Already Rodriguez has the infrastructure in place to create custom and limited-run pieces. He’s even working again with some of the trusted former employees he had to let go. (One has opened a pattern studio, while several others were hired by production workrooms in what’s left of the city’s once iconic Garment Center.)
Creatively, the timing couldn’t be better, as zeal for all things ’90s has exploded. Though he didn’t launch his business until 1997, Rodriguez is seen as having been at the forefront of the decade’s minimalism, his spare aesthetic something of a refined, glamorous counterpoint to Helmut Lang’s bold, aggressive streetwear. While the clothes appear simple, each element is highly considered: the hand of every fabric, the line of every shoulder, the placement of every seam. Often the clothes work an architectural undercurrent, an interest that dates from his childhood as the son of Cuban immigrants.
As Town & Country reports, Rodriguez trained painstakingly. He started with weekend classes at Parsons School of Design (now part of the New School) while in high school. After undergrad, also at Parsons, he worked for two giants of American fashion: Anne Klein (first under design partners Donna Karan and Louis Dell’Olio, and later just Dell’Olio, after Karan left to start her own company) and Calvin Klein. He ultimately departed the latter for simultaneous gigs, on staff as creative director at Tse Cashmere and consulting at Cerruti in Paris. Through it all, Rodriguez remained mostly unknown beyond the insider New York fashion sphere.
Then: the Dress, and overnight global superstardom. At Calvin, Rodriguez became close with a beautiful young public relations hire, Carolyn Bessette. They stayed best friends after he left the company and even lived in the same East Village apartment building. One evening she took him out to Odeon, and over martinis she made a big reveal: She was engaged to John F. Kennedy Jr., and she wanted Rodriguez to make her wedding dress.
He designed two: one with a sharp, architectural neckline and skinny straps, and the one she chose, a soft, utterly unfettered white silk slip. While working on the latter dress in Paris, and without naming the bride, Rodriguez showed it to Azzedine Alaïa, with whom he had become friendly. Alaïa offered a piece of advice: “Move the seams over her butt a half an inch.”

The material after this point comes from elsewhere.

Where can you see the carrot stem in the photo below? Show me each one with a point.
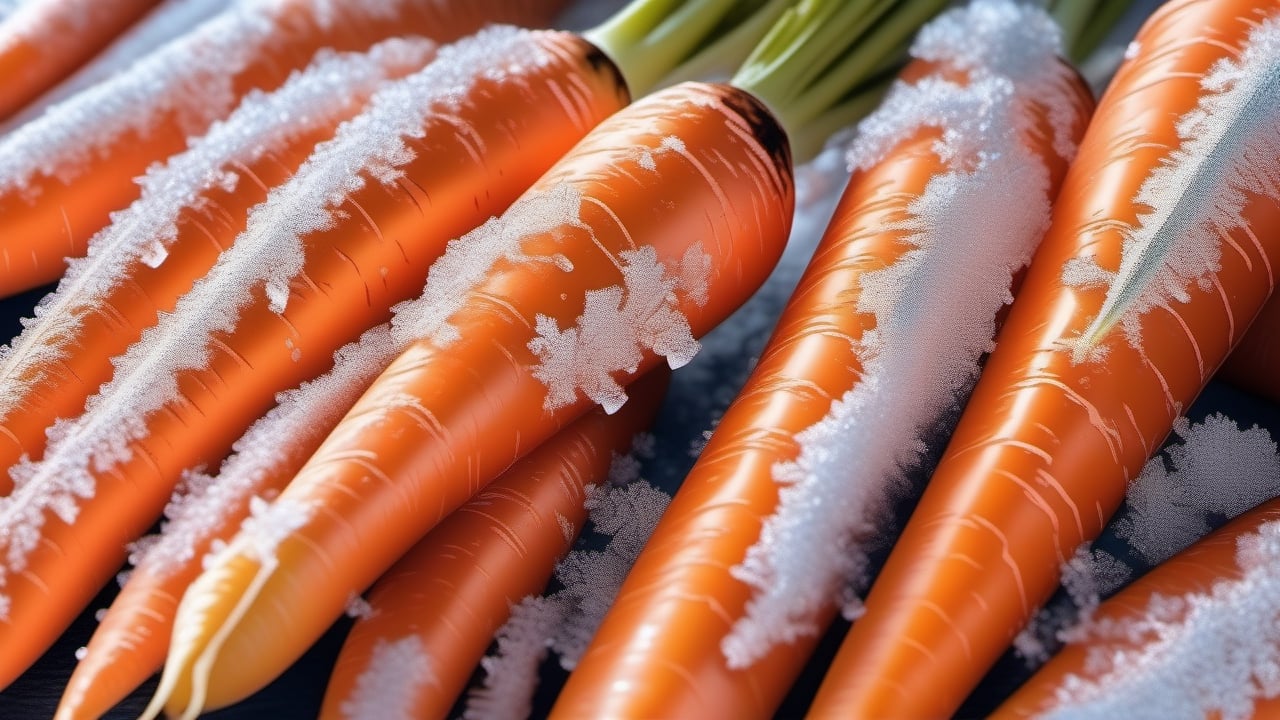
(822, 53)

The famous picture of the newlyweds, with the groom kissing the bride’s gloved hand, went around the pre–social media world almost instantly, and LVMH took note. Then Rodriguez was working for the company’s recently acquired Spanish house, Loewe, while also launching his own brand.
The times were hectic, as Rodriguez traveled frequently between New York and Spain, with stopovers in Paris and Italy. He stayed for four years at Loewe, where he says he “made a dent” in refreshing the house’s identity, and forged friendships that remain strong today.

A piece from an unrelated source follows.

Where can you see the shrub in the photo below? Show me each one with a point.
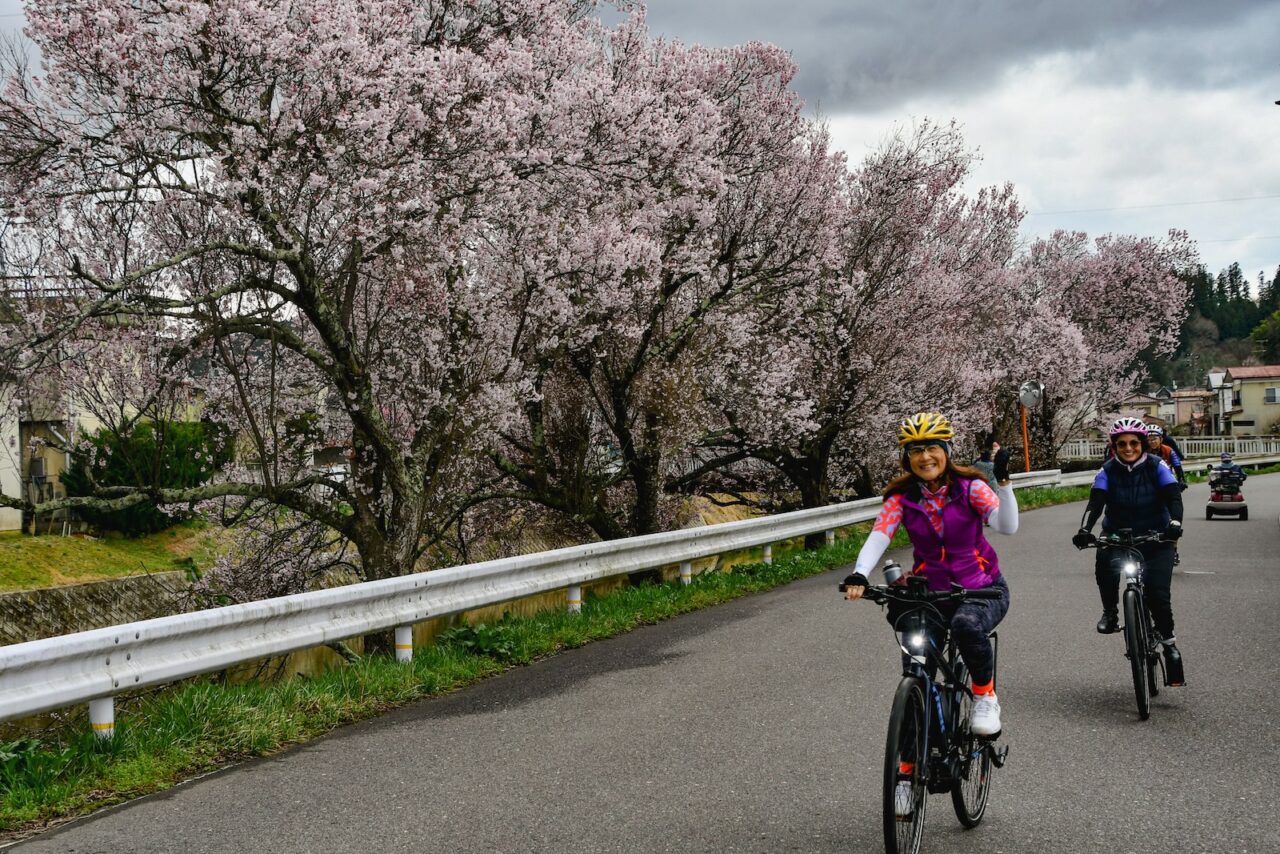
(167, 455)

Meanwhile, chic-minded women, including many of the celebrity sort, embraced his work on both continents. He has famously dressed, among others, Sarah Jessica Parker, Rachel Weisz, Claire Danes, Julianna Margulies, and Michelle Obama. Typically, his illustrious clients have become friends and muses. “They’re strong. They’re confident. They’re self-possessed,” he says. “Certainly, Carolyn is ever present over my shoulder.”

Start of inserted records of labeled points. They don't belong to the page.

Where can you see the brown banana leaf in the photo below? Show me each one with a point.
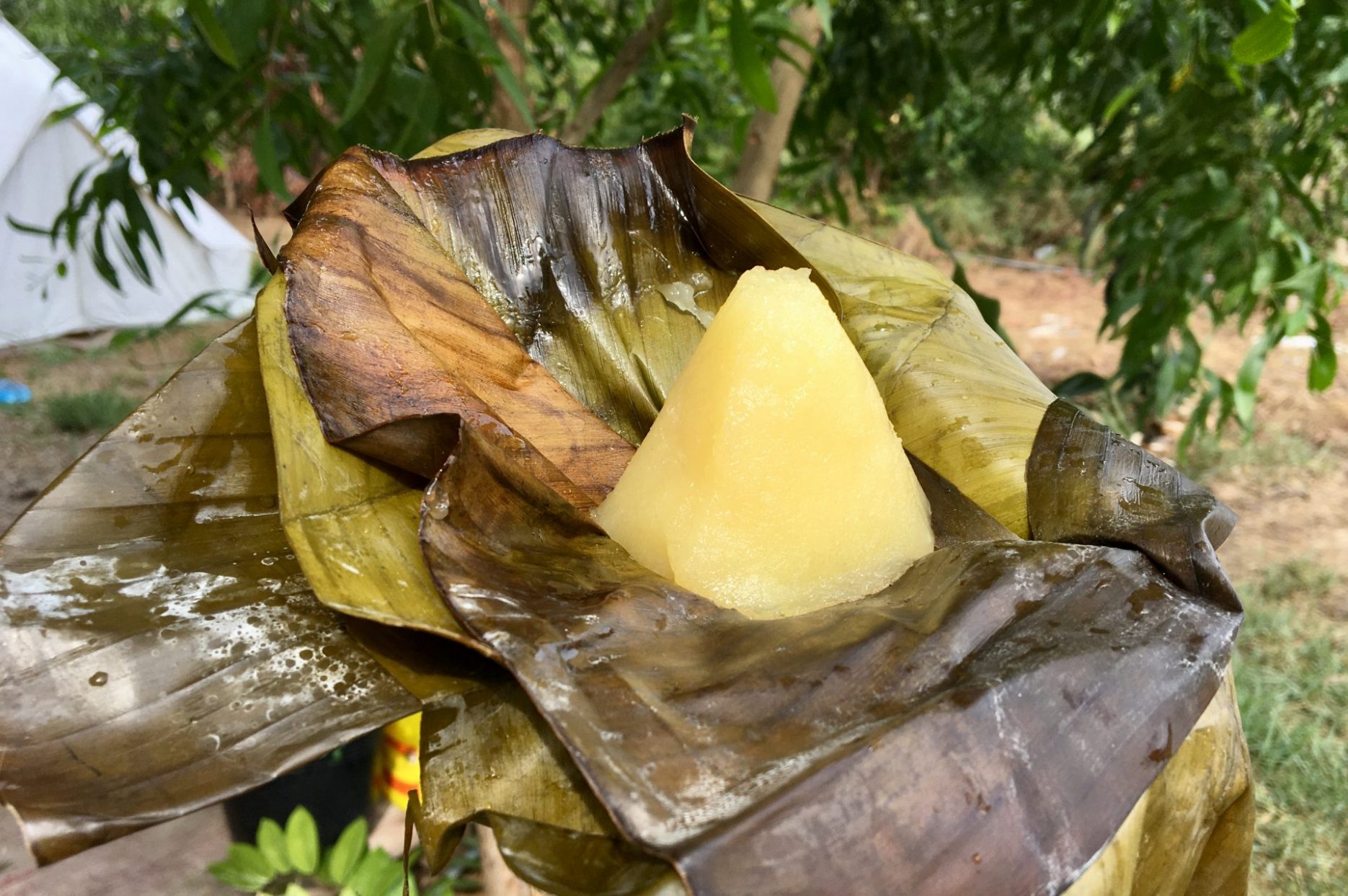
(957, 395)
(159, 649)
(923, 340)
(1109, 491)
(414, 288)
(1034, 690)
(351, 523)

Yet these women have nothing on the twins, Ivy and Callum, whom he shares with his ex-partner. For the next several years at least, Rodriguez’s workday ends at 2:45 p.m.—hard stop. This dad won’t miss school pickup to fit a dress. He’s grateful for the work-obsessed decades of yore, when creating beautiful fashion meant everything. He’s grateful, too, that he now sees work in a different light.
“I got to do my work and love my work,” Rodriguez says. “And then these two beings appeared and showed me that there is so much more. Now I get to focus on and spend time with them. It has given me a great balance.”